Friday, July 4, 2014

Awake During Major Surgery—Part 1


My first time as a patient in a hospital and I was looking forward to my stay.  My mother and I arrived at about 7:45 P.M. on Sunday, June 22, the night before the big operation which would remove the huge fibroid and adenomyosis from my uterus.  A guy checked me in by placing a bar code tag on my wrist.  It also had my name and birth date on it.  Throughout my stay, any time I received a vitamin or drug, pill or shot, the bar code was zapped with a gun that was read by a nearby computer on wheels.  Fancy having a barcode like an item at a store!

All was quiet on the third floor where we were met by an assistant nurse, Maria, who took us to our room.  The room was huge with two beds, a couch and two chairs, a private shower separate from the sink and toilet, and two TV’s.  There was also a cabinet holding another TV that was hooked up to the camera that would be over me during surgery so my mother could watch the operation without sound.

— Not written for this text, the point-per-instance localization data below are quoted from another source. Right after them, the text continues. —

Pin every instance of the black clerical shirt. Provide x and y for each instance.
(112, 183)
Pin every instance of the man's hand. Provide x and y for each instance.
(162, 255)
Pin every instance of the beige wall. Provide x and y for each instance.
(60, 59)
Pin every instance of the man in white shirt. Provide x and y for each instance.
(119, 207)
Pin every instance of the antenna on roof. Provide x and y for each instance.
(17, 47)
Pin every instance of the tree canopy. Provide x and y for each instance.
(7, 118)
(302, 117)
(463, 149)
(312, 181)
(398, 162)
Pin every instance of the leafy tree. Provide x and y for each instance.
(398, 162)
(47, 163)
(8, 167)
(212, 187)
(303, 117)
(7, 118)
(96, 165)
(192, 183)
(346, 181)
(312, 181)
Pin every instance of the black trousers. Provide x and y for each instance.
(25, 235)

Maria pampered us as if we were at a four star hotel!  She brought us each a tray of food; though, I didn’t fancy a meal so close to having my bowel sounds disappear and I had already had some soup at home.  It was funny, when I was booking my four night stay at the hospital, I felt like I was booking a hotel at Las Vegas.  During the operation, there would be a male surgeon, a male assistant surgeon, a male anesthesiologist, two male technicians (my surgeon works fast and needs two handing him instruments, etc), and a male photographer for the stills that I would get to keep of the operation.  Insurance refused to pay for the surgeons and the anesthesiologist as they thought I should just have a hysterectomy, so I paid them 100% out of my own pocket.  My running joke became: I feel like I’m booking a trip to Vegas.  I’m going to be naked with six men, get all drugged up, and lose lots and lots of money!  The room was so nice and my mother and I were in great spirits as if we were on the Riviera, that my joke was starting to look like a reality: a vacation.

 I was busy unpacking when Nurse Beverly came to check me in—a lengthy process.   I munched away on my apple that I’d brought from home, answering questions.  Beverly commented on my good attitude and that that would help me through the process of surgery and recovery.  I was just plain sick of bleeding and constantly trying to rebuild my blood.  After ten months of being careful not to aggravate my uterus and experience more blood loss, I was literally on the verge of going insane!  The knife (and lasers) were to be a welcomed change.  My mother had her needlepoint and book, and my only obligation was to be to heal.  What a lovely break from my busy world!

I slumbered in my own nightgown, but had to change into a hospital gown before I was picked up at 5:30, the morning of the 23rd.  Beverly showed up to put thigh high white stockings on my legs that were to keep my legs warm.  Later, the compression boots would be added to aid with circulation. Each time Beverly came to me, she grabbed some gloves from the holders near the doorway.  Here she was just touching stockings, and her hands were gloved.   Old TV shows have characters taking blood and entering throats and other cavities and all sorts of things without gloves.  Beverly’s machine that digitally displayed blood pressure, pulse, oxygen rate, and temperature was certainly more sophisticated than anything I ever saw on hospital related television shows when growing up.   One thing TV does is its shows document how we are culturally at a certain point and space.  I imagine modern TV shows portray hospitals like what I experienced, including nurses in scrubs rather than the white dresses of the past.

Fernando showed up just inside my door with the gurney which I walked over to and got on feeling as though I was about to go on a fun ride at an amusement park.  I lay down and he put a blanket over me and we were off.

I was not nervous.  I was excited.  It was almost more emotion than I could bear.  No more suddenly hemorrhaging out of nowhere.   No more having to supply something on which to sit when at a fancy restaurant with cream upholstery seats.  No more avoiding tennis and ice skating and softball and running and dancing and Insanity and everything that made blood gush from the muscle layer of my uterus without warning.  Soon it would be over!

I was wheeled away from my room toward an elevator fully awake, how I would remain for the entire two hours of major surgery.